Writing to the Chain: Transactions and Gas
Reads are free; writes cost money. Any operation that changes state — sending ETH, transferring a token, invoking a state-changing contract function — is a transaction that must be signed with a private key and pays a gas fee to the network. In Nethereum you sign locally by constructing the Web3 client with an Account, so the key never leaves your process.
csharp
using Nethereum.Web3.Accounts;
var account = new Account(privateKey); // load from a vault, never from code
var signingWeb3 = new Web3(account, rpcUrl);
var receipt = await signingWeb3.Eth.GetEtherTransferService()

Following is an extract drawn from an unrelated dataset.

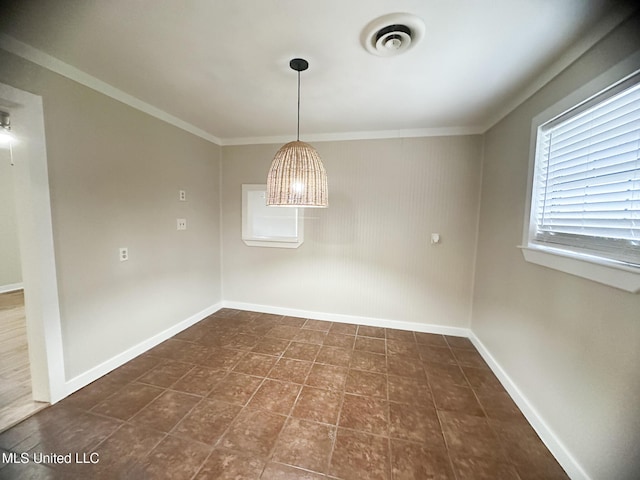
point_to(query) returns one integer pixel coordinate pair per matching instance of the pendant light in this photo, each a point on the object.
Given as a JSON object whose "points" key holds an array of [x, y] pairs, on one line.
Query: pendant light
{"points": [[6, 137], [297, 177]]}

.TransferEtherAndWaitForReceiptAsync(toAddress, 0.01m);Transactions are not instant. The receipt confirms the transaction was mined, but you should design for the window between submission and confirmation — record a pending state, expose the transaction hash so users can track it on a block explorer, and reconcile once confirmed. Because fees fluctuate with network demand, estimate gas before sending and set sane limits so a fee spike cannot drain a hot wallet.
Testing Without Spending Real Money
Never develop against mainnet. Use the Sepolia testnet with faucet-funded test ETH, or run a local chain for fast, deterministic tests. Nethereum provides a DevChain template (dotnet new nethereum-devchain) that spins up a local node, a PostgreSQL-backed indexer, and a Blazor explorer orchestrated with .NET Aspire — an efficient way to test contract interactions in CI without external dependencies or cost. You can also try calls instantly at playground.nethereum.com before writing any project code.
Production Considerations
Three concerns separate a demo from a shippable service. First, key management: signing keys belong in a hardware security module or a managed vault with tight access control, and you should minimize the balance held in any hot wallet. Second, resilience: nodes go down and rate-limit, so wrap RPC calls in retries, add a fallback provider, and monitor endpoint health. Third, observability: log every transaction hash, index events you care about rather than polling, and reconcile on-chain state against your own database on a schedule. Get those right and a .NET blockchain service is no harder to operate than any other API back end.
Key Takeaways
Building blockchain applications with .NET comes down to a small, learnable stack: an ASP.NET Core service, the Nethereum library, and a JSON-RPC endpoint from a provider like Infura or Alchemy. Reads are free and safe; writes cost gas and require careful key handling. Generate typed contract services instead of hand-writing ABIs, test on Sepolia or a local DevChain, and treat key management and resilience as first-class from day one. On .NET 10 LTS you have a supported foundation through 2028 to build on with confidence.